Young James Broome-Isa, seemed to have trouble containing himself, venting to the protester, yelling at him to "do it tomorrow, do it the day before, do it any day but today. It's wrong, wrong, wrong," he declared as his dad stood nimbly by but chimed in that it was just inappropriate which stirred the young lad into action again saying it was so inappropriate, he couldn't believe it.
If it was my son, I would have taken him by the ear and led him away, although legally that's not permissible these days.
But at the very least his dad should have explained to him before his clearly designed-for-television rant that the day's remembered for the freedoms we have and the part our soldiers played in ensuring that was the case.
It's a day that should be used to talk about what it means to be a New Zealander and the diversity that comes with that.

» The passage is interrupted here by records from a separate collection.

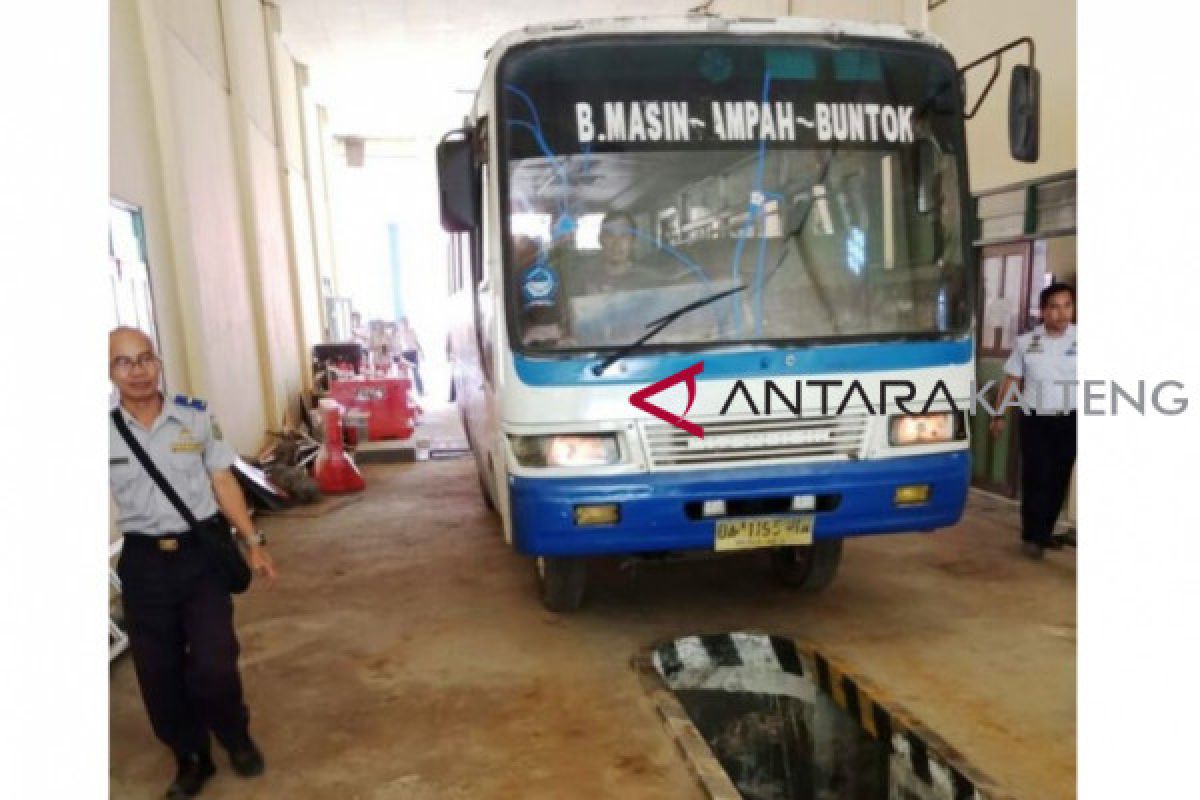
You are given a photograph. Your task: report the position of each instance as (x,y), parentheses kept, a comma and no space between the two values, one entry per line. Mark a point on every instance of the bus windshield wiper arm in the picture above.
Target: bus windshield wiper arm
(657,325)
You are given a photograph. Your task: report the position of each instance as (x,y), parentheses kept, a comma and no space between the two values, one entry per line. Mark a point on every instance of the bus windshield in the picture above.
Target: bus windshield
(825,179)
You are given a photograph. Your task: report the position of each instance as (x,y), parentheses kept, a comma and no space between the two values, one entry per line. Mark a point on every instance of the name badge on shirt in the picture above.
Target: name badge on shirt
(186,444)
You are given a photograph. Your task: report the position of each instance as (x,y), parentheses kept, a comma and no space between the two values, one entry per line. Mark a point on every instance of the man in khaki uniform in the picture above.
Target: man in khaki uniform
(178,608)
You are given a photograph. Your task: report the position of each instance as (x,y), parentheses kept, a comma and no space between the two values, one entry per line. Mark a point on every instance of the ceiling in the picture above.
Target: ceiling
(407,68)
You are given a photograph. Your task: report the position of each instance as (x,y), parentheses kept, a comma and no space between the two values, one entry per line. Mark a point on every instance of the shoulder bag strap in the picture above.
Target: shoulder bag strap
(151,469)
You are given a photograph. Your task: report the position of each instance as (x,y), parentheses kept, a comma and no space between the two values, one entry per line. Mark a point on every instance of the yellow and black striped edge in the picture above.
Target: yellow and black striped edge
(888,722)
(696,753)
(931,759)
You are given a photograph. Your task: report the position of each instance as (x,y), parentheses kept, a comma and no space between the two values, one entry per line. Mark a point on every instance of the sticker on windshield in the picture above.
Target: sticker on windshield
(539,287)
(649,121)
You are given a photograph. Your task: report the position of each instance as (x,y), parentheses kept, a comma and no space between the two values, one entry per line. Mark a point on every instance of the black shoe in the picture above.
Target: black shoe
(246,759)
(195,770)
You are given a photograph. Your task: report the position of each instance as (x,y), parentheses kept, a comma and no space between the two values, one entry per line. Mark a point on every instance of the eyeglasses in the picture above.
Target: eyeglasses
(125,364)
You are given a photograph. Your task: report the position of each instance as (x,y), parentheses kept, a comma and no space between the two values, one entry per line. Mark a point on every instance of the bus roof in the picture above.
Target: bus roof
(694,24)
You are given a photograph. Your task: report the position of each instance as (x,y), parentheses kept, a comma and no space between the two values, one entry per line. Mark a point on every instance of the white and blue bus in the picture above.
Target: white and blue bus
(713,289)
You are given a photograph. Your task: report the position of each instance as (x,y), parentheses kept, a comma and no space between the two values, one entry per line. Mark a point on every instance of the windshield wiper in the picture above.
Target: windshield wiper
(657,325)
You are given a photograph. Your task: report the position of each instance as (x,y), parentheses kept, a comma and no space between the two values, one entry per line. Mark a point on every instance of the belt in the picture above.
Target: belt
(163,543)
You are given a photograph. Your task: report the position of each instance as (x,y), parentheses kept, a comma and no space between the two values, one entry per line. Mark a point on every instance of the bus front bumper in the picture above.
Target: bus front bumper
(658,510)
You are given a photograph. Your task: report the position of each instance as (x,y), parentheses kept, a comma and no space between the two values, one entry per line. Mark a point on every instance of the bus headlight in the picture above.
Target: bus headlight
(925,428)
(567,450)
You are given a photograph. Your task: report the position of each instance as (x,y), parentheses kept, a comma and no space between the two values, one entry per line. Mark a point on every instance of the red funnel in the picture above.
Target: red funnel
(334,471)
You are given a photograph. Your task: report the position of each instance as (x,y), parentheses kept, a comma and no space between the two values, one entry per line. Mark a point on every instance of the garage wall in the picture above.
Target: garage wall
(972,28)
(195,143)
(135,175)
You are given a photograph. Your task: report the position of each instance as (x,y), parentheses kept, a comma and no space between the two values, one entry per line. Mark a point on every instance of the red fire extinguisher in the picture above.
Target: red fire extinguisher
(334,471)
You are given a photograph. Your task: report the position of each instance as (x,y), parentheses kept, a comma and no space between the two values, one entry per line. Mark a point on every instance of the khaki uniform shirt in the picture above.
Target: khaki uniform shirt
(187,447)
(1047,366)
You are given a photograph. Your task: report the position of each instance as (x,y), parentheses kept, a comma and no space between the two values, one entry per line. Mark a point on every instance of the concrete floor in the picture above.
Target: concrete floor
(405,654)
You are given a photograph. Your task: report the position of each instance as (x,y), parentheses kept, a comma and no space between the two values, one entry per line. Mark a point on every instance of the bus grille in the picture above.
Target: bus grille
(754,440)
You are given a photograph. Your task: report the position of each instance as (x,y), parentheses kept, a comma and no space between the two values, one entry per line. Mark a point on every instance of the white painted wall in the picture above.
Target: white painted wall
(195,137)
(972,28)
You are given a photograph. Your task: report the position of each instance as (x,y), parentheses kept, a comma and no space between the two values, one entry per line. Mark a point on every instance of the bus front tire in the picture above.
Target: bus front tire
(561,582)
(808,569)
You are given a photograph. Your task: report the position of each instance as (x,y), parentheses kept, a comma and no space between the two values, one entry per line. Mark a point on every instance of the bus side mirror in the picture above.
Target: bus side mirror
(1024,118)
(457,182)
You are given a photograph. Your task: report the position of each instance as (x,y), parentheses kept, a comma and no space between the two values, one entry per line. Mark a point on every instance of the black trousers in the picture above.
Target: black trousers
(1048,455)
(179,618)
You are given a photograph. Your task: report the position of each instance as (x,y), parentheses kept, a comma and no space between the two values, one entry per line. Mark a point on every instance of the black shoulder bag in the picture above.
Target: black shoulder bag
(213,535)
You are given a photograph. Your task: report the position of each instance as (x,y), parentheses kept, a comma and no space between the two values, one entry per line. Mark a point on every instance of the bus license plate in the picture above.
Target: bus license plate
(762,531)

Anzac Day was through the 60s and 70s seen as the ideal time to debate the issues, whether it was the Vietnam War, the peace movement or women's rights, given the number of women who have been raped and killed during war.
After the Vietnam War ended, protest on the day became less prevalent but it was rekindled in the 80s with the anti nuclear policy with David Lange provocatively using a speech on the eve of Anzac Day in the United States to declare the ANZUS defence alliance was a dead letter.
So the day is more than remembering the war dead and the service they gave to their country.
Visiting the desolate battlefields on the other side of the world, and that's most of them, with many of the old soldiers who stood over the graves of their mates, they expressed pride at the open, democratic country we now are, where we can freely express our views without fear nor favour.
Not one of them would have repeated their ghastly experience.
That's the lesson we should be teaching our kids as they gather in increasing numbers on this very special day.